Next sales boosted by warm weather and wage growth as price rises set to fall
The retailer said it expects to put up its prices by less than expected over the rest of the year as its business costs come down.
It reported a better-than-expected 5.4 per cent jump in total sales over the six months to July, compared with the same period last year, and a 3.2 per cent increase in sales of its brands at full price.
Its pre-tax profit improved by 4.8 per cent to £420m over the same period.
Next said it underestimated the impact that slowly rising wages and a strong employment market would give its sales.
Average wage growth has been outstripped by price hikes in the UK over recent years but caught up with inflation in the three months to July, according to official figures.

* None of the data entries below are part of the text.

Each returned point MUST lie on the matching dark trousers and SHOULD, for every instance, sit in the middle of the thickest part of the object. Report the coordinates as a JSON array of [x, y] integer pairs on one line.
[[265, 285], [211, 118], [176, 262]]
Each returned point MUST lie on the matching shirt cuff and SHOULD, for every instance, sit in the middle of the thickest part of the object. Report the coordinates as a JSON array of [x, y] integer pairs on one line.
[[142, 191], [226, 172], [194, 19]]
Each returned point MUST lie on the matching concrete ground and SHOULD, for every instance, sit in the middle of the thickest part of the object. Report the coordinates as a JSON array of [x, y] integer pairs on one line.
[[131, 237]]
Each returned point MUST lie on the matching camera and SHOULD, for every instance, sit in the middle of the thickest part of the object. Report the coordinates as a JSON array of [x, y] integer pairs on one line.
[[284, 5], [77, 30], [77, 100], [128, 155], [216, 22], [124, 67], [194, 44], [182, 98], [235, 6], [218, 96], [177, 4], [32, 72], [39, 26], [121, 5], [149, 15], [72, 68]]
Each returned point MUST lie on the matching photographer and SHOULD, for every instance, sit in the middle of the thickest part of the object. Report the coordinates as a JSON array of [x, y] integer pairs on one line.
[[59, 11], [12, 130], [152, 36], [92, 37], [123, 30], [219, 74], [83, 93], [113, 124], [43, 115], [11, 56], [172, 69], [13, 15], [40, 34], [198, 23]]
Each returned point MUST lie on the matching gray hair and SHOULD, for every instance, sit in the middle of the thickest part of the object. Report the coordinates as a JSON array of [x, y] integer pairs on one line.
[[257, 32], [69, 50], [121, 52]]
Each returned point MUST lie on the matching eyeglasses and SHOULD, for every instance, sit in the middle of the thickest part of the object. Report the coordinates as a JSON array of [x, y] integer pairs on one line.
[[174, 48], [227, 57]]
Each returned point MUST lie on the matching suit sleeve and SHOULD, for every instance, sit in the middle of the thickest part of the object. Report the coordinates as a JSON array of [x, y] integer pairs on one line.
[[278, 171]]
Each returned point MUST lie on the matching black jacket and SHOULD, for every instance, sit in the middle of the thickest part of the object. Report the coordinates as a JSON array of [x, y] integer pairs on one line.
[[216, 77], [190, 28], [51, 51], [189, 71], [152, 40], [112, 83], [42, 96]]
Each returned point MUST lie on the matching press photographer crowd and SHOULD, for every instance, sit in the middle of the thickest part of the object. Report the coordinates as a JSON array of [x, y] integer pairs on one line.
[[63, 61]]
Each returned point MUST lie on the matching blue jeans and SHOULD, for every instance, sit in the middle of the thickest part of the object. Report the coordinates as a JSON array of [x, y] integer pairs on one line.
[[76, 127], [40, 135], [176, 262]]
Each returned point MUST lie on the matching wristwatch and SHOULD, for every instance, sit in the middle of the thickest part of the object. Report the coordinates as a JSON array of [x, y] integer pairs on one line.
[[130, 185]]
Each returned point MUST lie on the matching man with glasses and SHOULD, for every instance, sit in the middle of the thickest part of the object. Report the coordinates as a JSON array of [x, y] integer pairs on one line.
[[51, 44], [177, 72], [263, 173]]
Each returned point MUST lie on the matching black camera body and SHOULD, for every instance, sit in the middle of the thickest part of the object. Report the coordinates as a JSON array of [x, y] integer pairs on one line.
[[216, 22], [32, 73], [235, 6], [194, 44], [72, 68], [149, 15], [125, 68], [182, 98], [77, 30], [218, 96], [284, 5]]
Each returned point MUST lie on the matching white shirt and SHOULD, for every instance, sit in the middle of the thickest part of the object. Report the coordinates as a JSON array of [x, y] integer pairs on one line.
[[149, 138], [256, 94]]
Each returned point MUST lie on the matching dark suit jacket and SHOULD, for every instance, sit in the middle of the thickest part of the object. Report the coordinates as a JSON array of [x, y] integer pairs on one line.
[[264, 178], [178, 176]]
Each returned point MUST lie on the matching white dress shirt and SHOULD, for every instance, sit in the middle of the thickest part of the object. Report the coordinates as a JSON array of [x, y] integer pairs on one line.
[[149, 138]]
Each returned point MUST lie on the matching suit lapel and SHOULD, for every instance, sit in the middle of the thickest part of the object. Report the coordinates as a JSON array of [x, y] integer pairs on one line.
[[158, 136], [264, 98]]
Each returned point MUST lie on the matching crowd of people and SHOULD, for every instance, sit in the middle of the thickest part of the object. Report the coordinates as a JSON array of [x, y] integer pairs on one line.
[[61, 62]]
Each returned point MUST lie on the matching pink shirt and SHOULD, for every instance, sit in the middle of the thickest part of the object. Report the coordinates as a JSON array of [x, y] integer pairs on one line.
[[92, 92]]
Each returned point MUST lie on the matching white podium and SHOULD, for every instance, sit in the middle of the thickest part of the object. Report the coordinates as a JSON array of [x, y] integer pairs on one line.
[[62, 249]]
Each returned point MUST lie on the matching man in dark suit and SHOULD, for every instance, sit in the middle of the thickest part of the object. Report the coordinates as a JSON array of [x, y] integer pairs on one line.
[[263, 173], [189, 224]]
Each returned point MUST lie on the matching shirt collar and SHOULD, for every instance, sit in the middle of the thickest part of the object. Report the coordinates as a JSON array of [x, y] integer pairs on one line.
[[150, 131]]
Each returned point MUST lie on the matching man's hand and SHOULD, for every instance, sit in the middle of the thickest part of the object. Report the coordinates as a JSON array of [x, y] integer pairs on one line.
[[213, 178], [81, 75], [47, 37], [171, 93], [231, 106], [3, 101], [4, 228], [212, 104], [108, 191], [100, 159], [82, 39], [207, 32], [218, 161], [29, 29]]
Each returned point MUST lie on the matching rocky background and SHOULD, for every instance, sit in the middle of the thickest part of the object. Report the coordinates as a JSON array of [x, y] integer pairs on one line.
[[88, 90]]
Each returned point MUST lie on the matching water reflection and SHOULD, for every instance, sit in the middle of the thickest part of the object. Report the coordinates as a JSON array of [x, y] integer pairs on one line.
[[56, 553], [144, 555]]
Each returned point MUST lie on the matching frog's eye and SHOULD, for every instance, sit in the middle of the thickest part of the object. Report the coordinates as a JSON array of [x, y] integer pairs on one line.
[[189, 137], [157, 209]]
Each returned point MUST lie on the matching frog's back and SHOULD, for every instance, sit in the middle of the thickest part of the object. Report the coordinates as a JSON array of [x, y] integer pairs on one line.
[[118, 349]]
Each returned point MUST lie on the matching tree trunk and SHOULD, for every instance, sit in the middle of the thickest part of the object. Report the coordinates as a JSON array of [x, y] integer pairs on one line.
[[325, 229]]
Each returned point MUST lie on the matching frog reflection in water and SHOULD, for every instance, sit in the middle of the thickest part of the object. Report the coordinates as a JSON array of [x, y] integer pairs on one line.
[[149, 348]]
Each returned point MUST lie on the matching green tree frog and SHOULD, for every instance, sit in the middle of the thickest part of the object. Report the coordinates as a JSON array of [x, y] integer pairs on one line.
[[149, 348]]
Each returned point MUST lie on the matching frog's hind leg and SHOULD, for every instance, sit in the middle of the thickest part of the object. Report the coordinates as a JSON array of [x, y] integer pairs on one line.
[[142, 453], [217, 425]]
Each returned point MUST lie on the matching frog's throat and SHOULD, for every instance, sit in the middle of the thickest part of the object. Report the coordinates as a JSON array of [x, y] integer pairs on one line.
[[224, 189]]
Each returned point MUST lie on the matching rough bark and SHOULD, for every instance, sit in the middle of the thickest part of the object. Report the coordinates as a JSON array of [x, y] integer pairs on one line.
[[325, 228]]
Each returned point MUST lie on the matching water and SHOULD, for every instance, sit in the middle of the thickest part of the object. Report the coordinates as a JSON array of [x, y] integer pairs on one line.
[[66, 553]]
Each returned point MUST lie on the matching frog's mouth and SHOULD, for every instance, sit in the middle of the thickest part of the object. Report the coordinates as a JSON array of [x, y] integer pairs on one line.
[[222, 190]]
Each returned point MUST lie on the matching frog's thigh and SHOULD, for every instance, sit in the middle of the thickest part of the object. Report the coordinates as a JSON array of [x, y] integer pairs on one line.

The retailer also said that exceptionally warm weather in late May and June is likely to have boosted sales of its summer clothing at a critical time. But the volume of sales reduced as prices shot up by 7 per cent over the period, meaning that customers spent a similar amount of money on clothing but got fewer items in their basket. Next said it expects prices to rise by about 2 per cent over the autumn and winter season, lower than the 3 per cent increase it had previously forecast, before potentially flattening in the spring of next year. It comes as inflationary pressures continue to ease for the group, with costs such as labour, production and shipping falling faster than expected.
The group lifted its profit guidance for the full year from £845m to £875m and forecast a further slowdown in inflation over the next financial year.
Richard Hunter, Head of Markets at interactive investor, commented: “Next has raised its profit guidance yet again, alongside opening the doors to reveal the very core of its corporate thinking. As such, the numbers themselves are something of a sideshow as Next moved into a deep dive on its strategy, aspirations, growth areas and the wider environment in a lengthy release.
"The scale of its aspirations is far-reaching..All are largely dependent on the technology which it has been busy developing, enabling for example the acquisition of new brands via its website which, although lower margin, are also significantly lower risk.”
"Next has long been regarded as a well-oiled machine and clearly has the determination to drive progress.
"The combination of lower costs and an online offering which continues to prosper underpins financial performance and augurs well for future development of the offering as a whole.
"The shares have more recently seen the benefit of increasing expectations, having risen by 24 per cent over the last year, as compared to a gain of 6.8 per cent for the wider FTSE100. The two-year performance remains negative, however, where the shares remain down by 12 per cent and some way off the peak of £81 achieved in November 2021. Even so, Next has once again shown its credentials for existing and future growth.”